1. The ban has come at the worst time ever

If you have followed crypto related news for the last few weeks, then you know that there hasn’t been a shortage of bad news in this market. It all started last year when China banned ICOs. Then in early January, the country announced that it intends to put an end to centralized trading of cryptos. Within the same time frame, South Korea announced that it was introducing regulations banning anonymous trading of cryptos. Then to worsen the situation, there is the emerging situation that Tether, could be under investigation for creating coins out of nothing and using them to prop up bitcoin prices. All these factors have played a role in driving down the value of the crypto market by over 50%. Now that the Indian news have come out, the market conditions are poised to worsen. As things stand, Bitcoin has already fallen below the psychological $9000 price level and there seems to be no end in sight.In essence, the Indian news have made a bad situation worse, and the result might be a sell off of unprecedented proportions. We are already seeing this in the market at the moment.

2. Other countries could follow suit

If you have observed the crypto market closely for the last few months, you will notice that countries have simply been copying each other when it comes to crypto action. It started when China announced that it was banning ICOs. This was followed by similar calls in Russia before South Korea made its recent move of ending anonymous trading. This decision is not far from China’s intent to ban centralized trading. It is in the heat of this momentum that India has decided to completely ban cryptos. You see a pattern here? Now imagine what would happen if other countries followed India and banned cryptocurrencies. That would pretty much be the end of the market as we know it.

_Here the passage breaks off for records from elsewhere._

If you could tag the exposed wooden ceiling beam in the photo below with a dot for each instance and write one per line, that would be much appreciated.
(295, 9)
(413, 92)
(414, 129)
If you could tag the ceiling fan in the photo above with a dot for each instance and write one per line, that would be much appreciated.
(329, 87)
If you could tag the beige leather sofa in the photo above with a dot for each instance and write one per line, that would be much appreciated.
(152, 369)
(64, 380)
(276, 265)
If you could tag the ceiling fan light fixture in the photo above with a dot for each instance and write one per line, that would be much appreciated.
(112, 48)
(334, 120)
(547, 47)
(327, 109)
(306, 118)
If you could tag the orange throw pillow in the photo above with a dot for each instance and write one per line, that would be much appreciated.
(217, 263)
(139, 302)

3. It exposes the soft underbelly of cryptos

Most of the people investing in cryptos are doing so under the assumption that these currencies are here to stay. However, this ban exposes a serious risk that cryptos face, and that’s the risk of a government shutdown at any moment. This could have negative implications on the market in two ways. Firstly, it could create panic selling especially for new comers who entered the market at higher price levels. Secondly, potential investors’ especially institutional ones might get jittery about getting into this market altogether. Either way, the volumes might reduce significantly and lead to a sustained bearish run, and we are already beginning to witness this. At this point, investors can only hope from some major positive news, otherwise the market might be in big trouble.